Common mistake The squash changes the density
Because a = tanh ( u ) bends the axis, log π ( a ) is not just the Gaussian log-density. You must subtract a correction ∑ i log ( 1 − tanh 2 ( u i )) . Skip it and your entropy — hence your α -tuning — is silently wrong.
entropy H is average surprise
soft values and soft Bellman
tanh squash and epsilon noise
Say each answer out loud before revealing — if any stalls, reread that section.
What does s ′ (with the prime) mean? The next state, the snapshot right after the action lands.
What is π ( a ∣ s ) in plain words? The probability (density) of choosing action a given state s — a cloud over actions, not one arrow.
Read the bar ∣ aloud. "given" — the thing after it is the condition we assume.
What is − log π ( a ∣ s ) measuring? The "surprise" of that action — near 0 for likely actions, large for rare ones.

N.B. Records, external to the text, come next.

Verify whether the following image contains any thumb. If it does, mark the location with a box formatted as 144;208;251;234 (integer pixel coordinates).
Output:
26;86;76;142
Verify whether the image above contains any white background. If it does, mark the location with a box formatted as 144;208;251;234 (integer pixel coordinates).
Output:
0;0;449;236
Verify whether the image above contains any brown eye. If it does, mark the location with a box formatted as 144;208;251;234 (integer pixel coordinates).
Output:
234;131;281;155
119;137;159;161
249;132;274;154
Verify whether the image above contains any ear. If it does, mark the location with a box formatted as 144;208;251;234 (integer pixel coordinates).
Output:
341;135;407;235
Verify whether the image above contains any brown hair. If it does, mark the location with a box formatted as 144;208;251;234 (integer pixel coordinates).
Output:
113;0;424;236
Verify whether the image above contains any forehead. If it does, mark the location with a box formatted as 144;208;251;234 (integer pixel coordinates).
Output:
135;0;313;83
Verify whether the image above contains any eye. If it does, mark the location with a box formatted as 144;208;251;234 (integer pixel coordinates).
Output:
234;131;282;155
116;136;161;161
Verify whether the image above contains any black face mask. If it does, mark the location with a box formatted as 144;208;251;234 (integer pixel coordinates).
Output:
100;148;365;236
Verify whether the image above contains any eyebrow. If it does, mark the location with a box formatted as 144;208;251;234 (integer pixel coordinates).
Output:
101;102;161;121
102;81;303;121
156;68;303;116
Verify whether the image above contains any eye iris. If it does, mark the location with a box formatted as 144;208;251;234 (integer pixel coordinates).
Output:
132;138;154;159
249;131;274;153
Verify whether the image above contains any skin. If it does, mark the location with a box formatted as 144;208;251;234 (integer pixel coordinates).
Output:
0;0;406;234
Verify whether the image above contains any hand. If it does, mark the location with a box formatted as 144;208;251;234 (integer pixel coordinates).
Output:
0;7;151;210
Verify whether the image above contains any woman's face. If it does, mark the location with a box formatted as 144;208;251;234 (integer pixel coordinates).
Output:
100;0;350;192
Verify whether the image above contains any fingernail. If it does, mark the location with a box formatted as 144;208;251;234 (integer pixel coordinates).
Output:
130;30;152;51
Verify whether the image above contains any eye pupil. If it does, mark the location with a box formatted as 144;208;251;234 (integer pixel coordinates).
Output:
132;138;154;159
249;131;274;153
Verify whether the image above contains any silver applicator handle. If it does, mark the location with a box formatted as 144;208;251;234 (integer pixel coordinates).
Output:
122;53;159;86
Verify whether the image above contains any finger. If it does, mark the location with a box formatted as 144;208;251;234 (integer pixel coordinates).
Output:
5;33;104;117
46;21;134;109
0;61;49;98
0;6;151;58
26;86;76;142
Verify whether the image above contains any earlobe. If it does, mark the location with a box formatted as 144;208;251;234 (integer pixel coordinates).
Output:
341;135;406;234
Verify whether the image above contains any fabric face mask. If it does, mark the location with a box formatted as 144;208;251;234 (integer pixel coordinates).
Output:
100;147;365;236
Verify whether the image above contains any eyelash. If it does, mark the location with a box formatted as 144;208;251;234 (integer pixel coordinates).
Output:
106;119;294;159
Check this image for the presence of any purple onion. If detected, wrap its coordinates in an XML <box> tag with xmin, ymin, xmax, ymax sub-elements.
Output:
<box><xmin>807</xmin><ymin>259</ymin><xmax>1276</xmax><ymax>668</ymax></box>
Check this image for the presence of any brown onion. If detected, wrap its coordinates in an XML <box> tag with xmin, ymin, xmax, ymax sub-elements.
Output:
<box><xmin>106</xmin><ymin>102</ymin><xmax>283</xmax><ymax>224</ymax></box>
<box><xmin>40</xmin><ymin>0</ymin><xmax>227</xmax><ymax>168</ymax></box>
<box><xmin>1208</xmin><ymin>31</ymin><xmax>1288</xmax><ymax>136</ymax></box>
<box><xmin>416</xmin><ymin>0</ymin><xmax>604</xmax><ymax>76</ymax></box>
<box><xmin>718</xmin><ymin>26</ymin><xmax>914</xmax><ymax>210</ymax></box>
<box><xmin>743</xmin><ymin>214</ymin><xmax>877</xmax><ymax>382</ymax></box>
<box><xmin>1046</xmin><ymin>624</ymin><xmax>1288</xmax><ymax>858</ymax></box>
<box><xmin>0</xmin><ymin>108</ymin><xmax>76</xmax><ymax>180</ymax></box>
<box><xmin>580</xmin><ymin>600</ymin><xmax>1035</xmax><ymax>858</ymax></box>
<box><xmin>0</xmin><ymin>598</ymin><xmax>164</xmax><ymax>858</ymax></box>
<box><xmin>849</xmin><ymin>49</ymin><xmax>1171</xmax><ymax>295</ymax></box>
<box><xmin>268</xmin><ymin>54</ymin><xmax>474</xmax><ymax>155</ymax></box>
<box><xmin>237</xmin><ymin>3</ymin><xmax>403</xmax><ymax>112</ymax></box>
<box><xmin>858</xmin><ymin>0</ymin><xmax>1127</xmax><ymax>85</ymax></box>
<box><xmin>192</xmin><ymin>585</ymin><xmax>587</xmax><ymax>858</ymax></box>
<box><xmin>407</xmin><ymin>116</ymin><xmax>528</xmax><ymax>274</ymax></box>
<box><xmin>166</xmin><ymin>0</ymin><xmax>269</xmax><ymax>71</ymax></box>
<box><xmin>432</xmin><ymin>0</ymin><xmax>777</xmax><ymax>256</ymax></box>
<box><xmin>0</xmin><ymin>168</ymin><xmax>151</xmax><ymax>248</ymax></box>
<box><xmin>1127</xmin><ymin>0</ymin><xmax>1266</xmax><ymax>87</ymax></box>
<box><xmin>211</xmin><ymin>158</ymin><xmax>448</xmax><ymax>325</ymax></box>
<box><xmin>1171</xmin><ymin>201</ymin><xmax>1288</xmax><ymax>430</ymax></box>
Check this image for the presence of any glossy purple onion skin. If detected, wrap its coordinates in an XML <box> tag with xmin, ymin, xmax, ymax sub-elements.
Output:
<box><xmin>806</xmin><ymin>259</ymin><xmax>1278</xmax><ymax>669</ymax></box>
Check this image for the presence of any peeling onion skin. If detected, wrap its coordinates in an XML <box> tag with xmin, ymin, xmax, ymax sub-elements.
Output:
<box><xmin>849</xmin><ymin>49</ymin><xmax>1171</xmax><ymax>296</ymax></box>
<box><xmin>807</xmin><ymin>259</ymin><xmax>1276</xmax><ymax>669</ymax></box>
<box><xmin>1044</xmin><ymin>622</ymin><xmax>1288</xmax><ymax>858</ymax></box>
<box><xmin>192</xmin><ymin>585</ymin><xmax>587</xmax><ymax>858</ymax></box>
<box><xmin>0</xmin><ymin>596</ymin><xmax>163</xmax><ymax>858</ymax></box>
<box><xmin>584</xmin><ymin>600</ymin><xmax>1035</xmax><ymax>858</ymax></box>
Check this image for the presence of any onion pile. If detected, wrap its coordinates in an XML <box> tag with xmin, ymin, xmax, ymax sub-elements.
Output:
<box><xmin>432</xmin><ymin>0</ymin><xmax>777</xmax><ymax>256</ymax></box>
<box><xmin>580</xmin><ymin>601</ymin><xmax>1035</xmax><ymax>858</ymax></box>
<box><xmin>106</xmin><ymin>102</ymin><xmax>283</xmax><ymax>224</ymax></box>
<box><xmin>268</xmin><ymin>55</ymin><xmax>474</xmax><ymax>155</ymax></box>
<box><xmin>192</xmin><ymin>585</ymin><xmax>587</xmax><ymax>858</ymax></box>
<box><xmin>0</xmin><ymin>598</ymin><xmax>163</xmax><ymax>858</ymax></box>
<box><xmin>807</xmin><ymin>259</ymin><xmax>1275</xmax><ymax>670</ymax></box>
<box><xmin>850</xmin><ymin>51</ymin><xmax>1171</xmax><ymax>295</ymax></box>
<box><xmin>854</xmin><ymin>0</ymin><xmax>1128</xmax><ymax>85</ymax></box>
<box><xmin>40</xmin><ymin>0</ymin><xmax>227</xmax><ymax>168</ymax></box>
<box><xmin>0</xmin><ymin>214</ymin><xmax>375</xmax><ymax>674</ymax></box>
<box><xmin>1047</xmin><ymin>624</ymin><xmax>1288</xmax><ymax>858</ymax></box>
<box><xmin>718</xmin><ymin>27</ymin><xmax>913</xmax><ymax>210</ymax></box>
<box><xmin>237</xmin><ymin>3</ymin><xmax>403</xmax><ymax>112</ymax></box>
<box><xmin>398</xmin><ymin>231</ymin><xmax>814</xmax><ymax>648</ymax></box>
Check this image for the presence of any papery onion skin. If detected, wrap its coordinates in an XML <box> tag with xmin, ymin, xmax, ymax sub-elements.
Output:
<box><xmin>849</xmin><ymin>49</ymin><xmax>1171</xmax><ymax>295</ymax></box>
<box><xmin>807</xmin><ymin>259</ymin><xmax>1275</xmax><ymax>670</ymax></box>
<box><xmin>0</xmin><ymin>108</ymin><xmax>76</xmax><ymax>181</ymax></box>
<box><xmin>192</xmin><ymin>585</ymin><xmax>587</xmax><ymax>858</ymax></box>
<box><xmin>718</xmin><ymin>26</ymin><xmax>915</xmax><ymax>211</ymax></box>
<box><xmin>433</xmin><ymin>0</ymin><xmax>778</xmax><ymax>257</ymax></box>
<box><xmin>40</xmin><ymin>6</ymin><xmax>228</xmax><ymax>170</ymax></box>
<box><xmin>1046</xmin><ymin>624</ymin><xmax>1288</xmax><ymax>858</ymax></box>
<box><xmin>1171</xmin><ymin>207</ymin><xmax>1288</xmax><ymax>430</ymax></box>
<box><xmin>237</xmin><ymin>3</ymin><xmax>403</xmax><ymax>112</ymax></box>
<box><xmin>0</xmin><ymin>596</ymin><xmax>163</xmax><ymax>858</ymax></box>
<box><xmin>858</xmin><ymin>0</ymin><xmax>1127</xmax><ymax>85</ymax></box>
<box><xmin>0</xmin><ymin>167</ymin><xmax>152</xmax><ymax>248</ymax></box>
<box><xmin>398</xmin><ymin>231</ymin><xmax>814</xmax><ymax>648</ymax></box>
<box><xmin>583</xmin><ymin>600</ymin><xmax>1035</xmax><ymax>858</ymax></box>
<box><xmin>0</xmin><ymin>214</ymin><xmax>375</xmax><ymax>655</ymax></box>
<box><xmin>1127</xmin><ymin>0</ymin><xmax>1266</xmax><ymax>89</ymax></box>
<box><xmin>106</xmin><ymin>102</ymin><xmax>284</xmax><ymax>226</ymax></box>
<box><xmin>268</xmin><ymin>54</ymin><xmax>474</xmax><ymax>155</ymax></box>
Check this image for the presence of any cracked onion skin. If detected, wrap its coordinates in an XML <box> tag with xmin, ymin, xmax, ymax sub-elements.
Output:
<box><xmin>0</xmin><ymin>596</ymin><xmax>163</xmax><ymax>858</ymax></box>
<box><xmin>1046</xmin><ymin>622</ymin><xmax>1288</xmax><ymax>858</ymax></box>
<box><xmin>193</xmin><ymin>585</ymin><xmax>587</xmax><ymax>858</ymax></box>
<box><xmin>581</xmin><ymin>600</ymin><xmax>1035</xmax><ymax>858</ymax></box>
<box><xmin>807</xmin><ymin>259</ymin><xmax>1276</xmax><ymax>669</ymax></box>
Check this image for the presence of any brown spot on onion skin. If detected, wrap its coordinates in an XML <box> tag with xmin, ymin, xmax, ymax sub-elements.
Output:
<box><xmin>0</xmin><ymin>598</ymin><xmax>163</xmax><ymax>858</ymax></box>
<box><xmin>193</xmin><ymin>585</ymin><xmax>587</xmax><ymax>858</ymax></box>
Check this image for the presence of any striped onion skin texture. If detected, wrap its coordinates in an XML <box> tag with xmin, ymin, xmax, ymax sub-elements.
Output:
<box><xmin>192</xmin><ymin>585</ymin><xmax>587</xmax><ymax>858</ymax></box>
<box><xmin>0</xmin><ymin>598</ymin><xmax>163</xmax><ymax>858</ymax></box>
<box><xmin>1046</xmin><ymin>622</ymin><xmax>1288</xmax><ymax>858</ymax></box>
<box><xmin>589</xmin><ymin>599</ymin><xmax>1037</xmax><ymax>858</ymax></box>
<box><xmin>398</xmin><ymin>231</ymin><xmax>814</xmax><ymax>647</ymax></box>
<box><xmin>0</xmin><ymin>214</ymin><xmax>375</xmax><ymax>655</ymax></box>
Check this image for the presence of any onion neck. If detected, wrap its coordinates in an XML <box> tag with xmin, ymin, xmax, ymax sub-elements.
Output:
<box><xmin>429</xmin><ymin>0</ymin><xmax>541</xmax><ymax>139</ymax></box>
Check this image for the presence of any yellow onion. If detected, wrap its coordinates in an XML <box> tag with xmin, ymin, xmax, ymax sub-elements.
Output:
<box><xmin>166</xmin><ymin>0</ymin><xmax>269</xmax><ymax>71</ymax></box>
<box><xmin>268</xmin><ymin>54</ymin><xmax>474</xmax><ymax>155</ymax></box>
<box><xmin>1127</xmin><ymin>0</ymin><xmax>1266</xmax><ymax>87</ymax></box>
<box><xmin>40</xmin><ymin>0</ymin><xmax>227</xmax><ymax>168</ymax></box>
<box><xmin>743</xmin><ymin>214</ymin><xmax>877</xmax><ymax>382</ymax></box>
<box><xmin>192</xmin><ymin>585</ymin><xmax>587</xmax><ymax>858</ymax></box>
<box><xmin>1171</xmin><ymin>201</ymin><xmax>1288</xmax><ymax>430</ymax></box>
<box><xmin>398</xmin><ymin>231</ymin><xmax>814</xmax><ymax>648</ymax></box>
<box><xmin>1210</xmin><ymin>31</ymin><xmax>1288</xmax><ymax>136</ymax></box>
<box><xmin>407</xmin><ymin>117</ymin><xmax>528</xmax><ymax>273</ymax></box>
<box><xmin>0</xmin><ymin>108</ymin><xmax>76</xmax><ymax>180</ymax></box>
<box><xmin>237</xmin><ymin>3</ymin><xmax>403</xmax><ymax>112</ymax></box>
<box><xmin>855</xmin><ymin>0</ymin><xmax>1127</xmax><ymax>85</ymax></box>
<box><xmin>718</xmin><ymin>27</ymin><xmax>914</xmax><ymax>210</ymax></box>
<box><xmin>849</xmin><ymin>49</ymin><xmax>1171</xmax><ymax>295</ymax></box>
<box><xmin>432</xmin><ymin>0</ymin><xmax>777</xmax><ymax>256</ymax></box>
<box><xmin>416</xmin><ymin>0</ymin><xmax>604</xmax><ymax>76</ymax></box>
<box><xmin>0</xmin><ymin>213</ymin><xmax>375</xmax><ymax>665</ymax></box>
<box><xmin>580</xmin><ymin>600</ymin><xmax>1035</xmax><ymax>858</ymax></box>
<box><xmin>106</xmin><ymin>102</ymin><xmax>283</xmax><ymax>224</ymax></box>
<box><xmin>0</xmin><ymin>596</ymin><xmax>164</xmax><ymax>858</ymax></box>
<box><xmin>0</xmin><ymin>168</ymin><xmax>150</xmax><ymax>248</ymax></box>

What is entropy H ( π ( ⋅ ∣ s )) ? The average surprise, E a ∼ π [ − log π ] — how spread-out / random the policy is.
Spike-shaped policy vs flat policy: which has higher entropy? The flat one (many actions equally likely) has higher entropy.
What does E a ∼ π [ ⋅ ] compute? The weighted average of the bracketed quantity over actions drawn from π .
Difference between V ( s ) and Q ( s , a ) ? V scores a state; Q scores a state after committing to a specific action first.
Why is γ needed and what range is it in? To shrink far-future rewards so totals stay finite; 0 ≤ γ < 1 , usually 0.99.
What does the temperature α trade off? Reward vs entropy — small α ⇒ greedy, large α ⇒ uniform exploration.
Why squash actions with tanh ? To keep actions bounded in ( − 1 , 1 ) like real actuators.
What does the reparameterization trick let us do? Move randomness into fixed noise ϵ so gradients flow through the sampled action into ϕ .
What correction does tanh force on log π ? Subtract ∑ i log ( 1 − tanh 2 ( u i )) for the change of variables.